К хозяевам Ярмат не пошел. В эти дни он не мог и не желал никого из них видеть. Он вообще стал неузнаваем. Рачительный слуга и преданный раб Мирзы-Каримбая, верно служивший ему почти двадцать лет, теперь он ни за что не хотел браться. Целые дни проводил в угрюмом молчании где-нибудь в дальнем углу двора или у себя под навесом, словно вынашивал какую-то тяжелую думу.
В доме бая к смерти Гульнар отнеслись холодно. Все решительно отвергали возможность злого умысла, ссылаясь на волю судьбы. Однажды Мирза-Каримбай сам заговорил об этом с Ярматом. Пришел под навес и сказал, словно о чем-то предупреждая:
— Гульнар умерла своей смертью. А со смерти какой может быть спрос? Я сам очень горюю. Но подозревать здесь что-либо нечистое — нехорошо. За это и ответить можно.
Ярмат промолчал, но так взглянул на хозяина, что тот невольно попятился.
После отъезда Гульсум-биби Ярмат почувствовал себя еще более одиноким и несчастным. Терзаясь горем и раскаянием, он как безумный целыми днями бродил по тем местам, где в рабском труде поседела его голова, где он закопал в землю не только лучшие годы своей жизни, но и единственную дочь.
Как-то вечером он зашел на байский двор. У больших ворот стоял запряженный фаэтон. На козлах, в ожидании кого-то из хозяев, неподвижно застыл недавно нанятый кучер Игамберды. Ярмат спросил:
— Куда собрался?
— Салим-ака в Скобелев[99], кажется, уезжает.

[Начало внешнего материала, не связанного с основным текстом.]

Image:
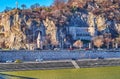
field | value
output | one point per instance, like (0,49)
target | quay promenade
(45,55)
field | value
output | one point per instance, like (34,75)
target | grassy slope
(83,73)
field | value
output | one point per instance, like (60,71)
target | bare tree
(78,44)
(59,3)
(23,6)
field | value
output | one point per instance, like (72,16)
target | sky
(28,3)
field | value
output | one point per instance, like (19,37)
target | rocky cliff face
(19,27)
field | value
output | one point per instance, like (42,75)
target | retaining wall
(56,55)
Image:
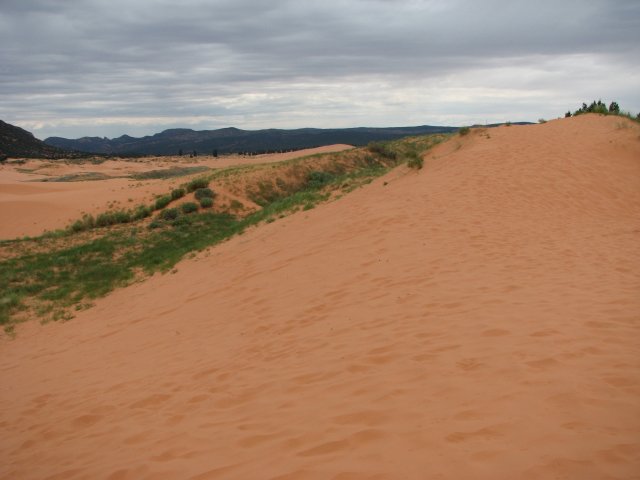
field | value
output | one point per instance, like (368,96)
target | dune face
(478,319)
(30,206)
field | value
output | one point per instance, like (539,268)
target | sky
(79,68)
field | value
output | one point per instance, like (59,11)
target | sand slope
(479,319)
(29,206)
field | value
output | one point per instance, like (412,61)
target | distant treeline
(600,107)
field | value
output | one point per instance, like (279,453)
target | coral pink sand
(478,319)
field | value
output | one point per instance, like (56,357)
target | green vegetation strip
(169,173)
(49,280)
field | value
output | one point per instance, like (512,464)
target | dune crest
(477,319)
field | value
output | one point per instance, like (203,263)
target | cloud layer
(100,67)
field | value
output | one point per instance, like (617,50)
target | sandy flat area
(478,319)
(29,206)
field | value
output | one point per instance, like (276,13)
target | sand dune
(30,207)
(478,319)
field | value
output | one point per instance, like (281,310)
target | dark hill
(16,142)
(233,140)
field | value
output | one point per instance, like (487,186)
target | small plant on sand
(318,179)
(189,207)
(140,212)
(206,202)
(382,149)
(204,192)
(162,202)
(177,193)
(169,214)
(197,183)
(87,222)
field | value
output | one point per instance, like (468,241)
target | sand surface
(29,206)
(478,319)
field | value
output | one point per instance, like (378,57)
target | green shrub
(177,193)
(121,216)
(169,214)
(204,192)
(140,212)
(105,219)
(197,183)
(162,202)
(318,179)
(87,222)
(206,202)
(414,160)
(382,149)
(189,207)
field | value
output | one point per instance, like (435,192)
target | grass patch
(168,173)
(54,275)
(197,183)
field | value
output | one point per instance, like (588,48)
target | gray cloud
(122,66)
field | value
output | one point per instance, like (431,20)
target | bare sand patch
(29,206)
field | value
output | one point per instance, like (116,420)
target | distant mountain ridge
(17,142)
(234,140)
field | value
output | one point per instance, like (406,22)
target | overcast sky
(110,67)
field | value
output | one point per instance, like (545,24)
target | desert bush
(206,202)
(162,202)
(169,214)
(189,207)
(414,160)
(177,193)
(197,183)
(87,222)
(105,219)
(204,192)
(318,179)
(121,216)
(382,149)
(140,212)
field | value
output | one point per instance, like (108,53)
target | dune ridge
(477,319)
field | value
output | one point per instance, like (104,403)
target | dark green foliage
(319,179)
(140,212)
(601,108)
(205,192)
(87,222)
(206,202)
(162,202)
(197,183)
(169,214)
(415,160)
(189,207)
(58,276)
(177,193)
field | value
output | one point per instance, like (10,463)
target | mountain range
(17,142)
(234,140)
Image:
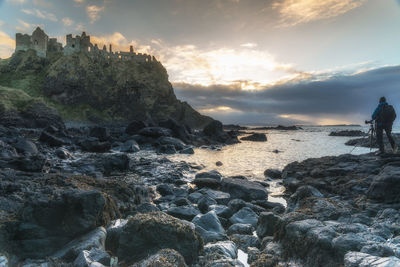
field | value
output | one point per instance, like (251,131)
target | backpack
(387,114)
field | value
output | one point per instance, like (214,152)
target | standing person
(384,115)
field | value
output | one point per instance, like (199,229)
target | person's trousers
(379,136)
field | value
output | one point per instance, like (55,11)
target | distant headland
(40,42)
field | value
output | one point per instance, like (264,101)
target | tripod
(371,135)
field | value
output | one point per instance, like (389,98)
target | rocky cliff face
(125,90)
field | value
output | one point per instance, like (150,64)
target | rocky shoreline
(95,196)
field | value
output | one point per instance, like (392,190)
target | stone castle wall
(42,44)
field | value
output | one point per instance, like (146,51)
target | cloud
(93,12)
(7,45)
(67,21)
(40,14)
(340,98)
(295,12)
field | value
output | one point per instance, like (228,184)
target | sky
(244,61)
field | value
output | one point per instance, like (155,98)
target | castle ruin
(42,44)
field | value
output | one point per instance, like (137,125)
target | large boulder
(267,224)
(101,133)
(146,234)
(163,258)
(134,127)
(209,227)
(47,224)
(244,189)
(245,216)
(386,186)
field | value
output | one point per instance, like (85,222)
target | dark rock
(167,149)
(226,249)
(267,224)
(94,239)
(204,204)
(164,189)
(63,153)
(25,147)
(167,140)
(209,227)
(164,258)
(386,186)
(155,132)
(101,133)
(272,173)
(49,224)
(183,212)
(256,137)
(145,234)
(244,189)
(187,150)
(94,145)
(245,216)
(245,241)
(241,229)
(115,162)
(134,127)
(52,140)
(92,257)
(7,151)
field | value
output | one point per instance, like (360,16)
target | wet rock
(52,140)
(101,133)
(165,189)
(167,149)
(256,137)
(245,241)
(25,147)
(187,150)
(209,227)
(164,257)
(63,153)
(267,224)
(358,259)
(241,229)
(183,212)
(92,257)
(115,162)
(245,216)
(134,127)
(155,132)
(49,224)
(94,239)
(130,146)
(146,208)
(386,186)
(176,143)
(204,204)
(221,197)
(244,189)
(7,151)
(273,173)
(226,249)
(145,234)
(92,144)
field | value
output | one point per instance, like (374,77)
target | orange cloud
(295,12)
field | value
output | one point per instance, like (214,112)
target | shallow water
(251,159)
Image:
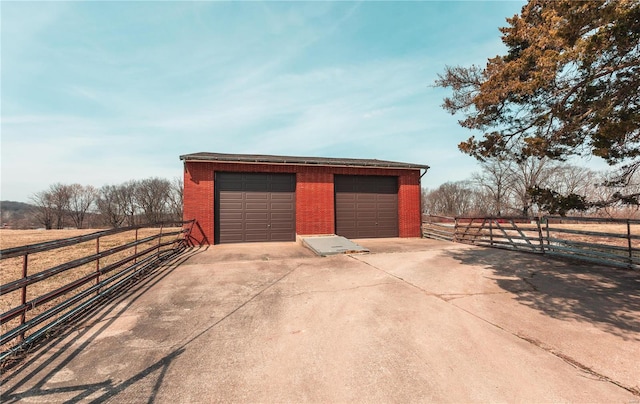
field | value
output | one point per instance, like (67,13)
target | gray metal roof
(307,161)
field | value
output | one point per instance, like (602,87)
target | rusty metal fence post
(23,316)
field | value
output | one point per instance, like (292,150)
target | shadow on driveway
(606,297)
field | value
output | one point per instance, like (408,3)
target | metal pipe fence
(38,300)
(614,242)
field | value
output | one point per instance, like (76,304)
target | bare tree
(175,198)
(109,207)
(152,195)
(81,198)
(126,196)
(43,209)
(452,199)
(60,199)
(496,180)
(527,174)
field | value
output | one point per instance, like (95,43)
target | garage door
(255,207)
(366,206)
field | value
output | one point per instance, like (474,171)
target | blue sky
(103,92)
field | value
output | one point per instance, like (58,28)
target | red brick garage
(247,198)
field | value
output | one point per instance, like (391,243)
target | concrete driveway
(413,321)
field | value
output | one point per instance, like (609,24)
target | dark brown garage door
(366,206)
(255,207)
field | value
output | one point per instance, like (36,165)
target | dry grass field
(11,268)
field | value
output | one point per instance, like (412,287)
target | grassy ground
(11,268)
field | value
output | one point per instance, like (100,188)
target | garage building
(239,198)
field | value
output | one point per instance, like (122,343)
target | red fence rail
(30,318)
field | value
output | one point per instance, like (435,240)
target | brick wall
(315,212)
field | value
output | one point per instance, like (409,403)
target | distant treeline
(131,203)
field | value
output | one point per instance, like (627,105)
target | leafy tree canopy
(568,85)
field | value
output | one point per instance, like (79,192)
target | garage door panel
(257,216)
(234,215)
(366,206)
(255,207)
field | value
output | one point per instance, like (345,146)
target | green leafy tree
(569,84)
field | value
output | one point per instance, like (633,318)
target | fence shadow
(70,342)
(605,297)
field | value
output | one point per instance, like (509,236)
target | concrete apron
(441,322)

Надо отвезти на вокзал.
Ярмат посмотрел на кучера, на мягкое сиденье фаэтона, помолчал минуту, как бы раздумывая над чем-то, и неожиданно предложил:
— Ты займись чем-нибудь другим. Я сам отвезу. Кстати, и дело у меня есть на вокзале.
Старик уселся на место кучера.
Немного погодя с чемоданом в руке из ичкари вышел Салим. Прежде чем сесть в фаэтон, байбача закурил и при свете спички увидел Ярмата.

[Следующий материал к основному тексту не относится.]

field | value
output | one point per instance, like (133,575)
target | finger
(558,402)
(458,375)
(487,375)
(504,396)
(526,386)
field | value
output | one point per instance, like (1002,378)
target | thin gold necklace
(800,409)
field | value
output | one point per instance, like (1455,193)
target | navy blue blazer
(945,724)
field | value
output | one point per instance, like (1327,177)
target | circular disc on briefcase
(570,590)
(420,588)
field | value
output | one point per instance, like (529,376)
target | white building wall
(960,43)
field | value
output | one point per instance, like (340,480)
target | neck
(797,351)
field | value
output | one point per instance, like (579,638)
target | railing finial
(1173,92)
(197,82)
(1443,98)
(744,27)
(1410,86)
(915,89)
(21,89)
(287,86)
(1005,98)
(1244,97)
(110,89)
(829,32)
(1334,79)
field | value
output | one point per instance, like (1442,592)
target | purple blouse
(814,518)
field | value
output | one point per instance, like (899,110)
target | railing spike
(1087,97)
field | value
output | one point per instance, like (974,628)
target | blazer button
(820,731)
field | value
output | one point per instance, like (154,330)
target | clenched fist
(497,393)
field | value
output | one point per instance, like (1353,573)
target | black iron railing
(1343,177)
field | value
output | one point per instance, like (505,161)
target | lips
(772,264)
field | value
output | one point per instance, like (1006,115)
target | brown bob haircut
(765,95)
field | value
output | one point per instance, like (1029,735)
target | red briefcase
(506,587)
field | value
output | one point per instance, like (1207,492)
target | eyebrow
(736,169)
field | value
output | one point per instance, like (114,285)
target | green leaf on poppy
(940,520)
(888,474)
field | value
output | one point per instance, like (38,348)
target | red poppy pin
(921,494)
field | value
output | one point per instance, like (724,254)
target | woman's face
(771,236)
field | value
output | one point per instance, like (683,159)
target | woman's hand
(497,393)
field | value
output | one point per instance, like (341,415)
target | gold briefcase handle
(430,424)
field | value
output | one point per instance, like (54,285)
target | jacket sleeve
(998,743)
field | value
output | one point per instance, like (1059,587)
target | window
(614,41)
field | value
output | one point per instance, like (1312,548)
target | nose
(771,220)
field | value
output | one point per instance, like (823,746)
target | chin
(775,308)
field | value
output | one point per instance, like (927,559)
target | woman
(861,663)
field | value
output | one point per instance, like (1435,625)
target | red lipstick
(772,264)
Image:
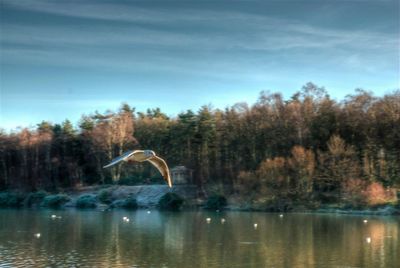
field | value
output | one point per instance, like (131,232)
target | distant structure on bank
(181,175)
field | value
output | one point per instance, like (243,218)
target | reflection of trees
(186,240)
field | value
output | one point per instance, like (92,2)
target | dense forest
(307,147)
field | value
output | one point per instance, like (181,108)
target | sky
(62,59)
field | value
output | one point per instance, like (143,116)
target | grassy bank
(186,197)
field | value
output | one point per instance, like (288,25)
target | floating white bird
(141,156)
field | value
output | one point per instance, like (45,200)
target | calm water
(175,240)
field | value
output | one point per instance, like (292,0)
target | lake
(185,239)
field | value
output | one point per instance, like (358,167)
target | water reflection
(104,239)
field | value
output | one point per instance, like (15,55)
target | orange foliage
(376,194)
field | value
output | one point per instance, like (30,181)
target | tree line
(307,146)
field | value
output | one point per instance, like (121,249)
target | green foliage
(128,203)
(170,201)
(55,201)
(105,196)
(305,147)
(215,202)
(35,198)
(86,201)
(11,199)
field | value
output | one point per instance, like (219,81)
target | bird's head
(149,153)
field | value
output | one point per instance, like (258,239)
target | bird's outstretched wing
(160,164)
(120,158)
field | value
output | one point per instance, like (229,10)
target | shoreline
(108,197)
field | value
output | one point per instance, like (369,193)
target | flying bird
(141,156)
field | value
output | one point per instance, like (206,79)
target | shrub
(10,199)
(86,201)
(377,195)
(128,203)
(105,196)
(35,198)
(170,201)
(215,202)
(55,201)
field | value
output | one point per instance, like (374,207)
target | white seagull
(141,156)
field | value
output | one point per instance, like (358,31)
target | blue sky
(60,59)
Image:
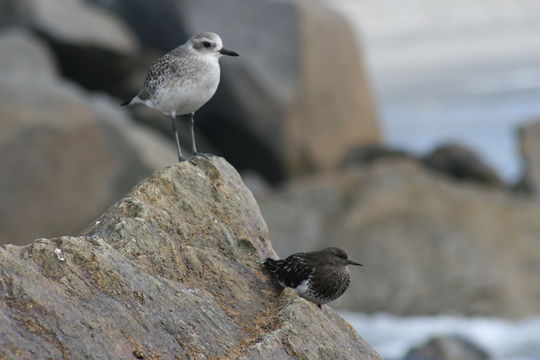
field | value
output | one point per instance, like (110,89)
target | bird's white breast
(189,91)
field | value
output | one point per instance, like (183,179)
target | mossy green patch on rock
(171,271)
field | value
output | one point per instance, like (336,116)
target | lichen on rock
(171,271)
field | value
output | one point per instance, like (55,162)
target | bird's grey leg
(193,145)
(191,127)
(177,137)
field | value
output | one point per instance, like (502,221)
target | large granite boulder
(91,46)
(66,154)
(428,244)
(299,69)
(461,164)
(171,271)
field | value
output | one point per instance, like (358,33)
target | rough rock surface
(171,271)
(434,245)
(286,79)
(447,348)
(69,21)
(66,155)
(92,46)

— А, старина! Не утерпел, самому захотелось проводить? — заговорил он, явно заискивая. — Вам бы надо еще на покое побыть — трудно перенести такое горе… Ну ладно, раз решили, погоняйте быстрей, опоздать могу.
Колеса неслышно катили по мягкой пыли дороги. Салим-байбача был в хорошем настроении, говорил без умолку. Он рассказал, что пробудет в Скобелеве недели две, потом поедет в Петербург, а после окончания войны обязательно отправится путешествовать за границу. Он расчувствовался, даже посоветовал Ярмату написать письмо Гульсум-биби в Самарканд, чтобы она не задерживалась там и возвращалась поскорее.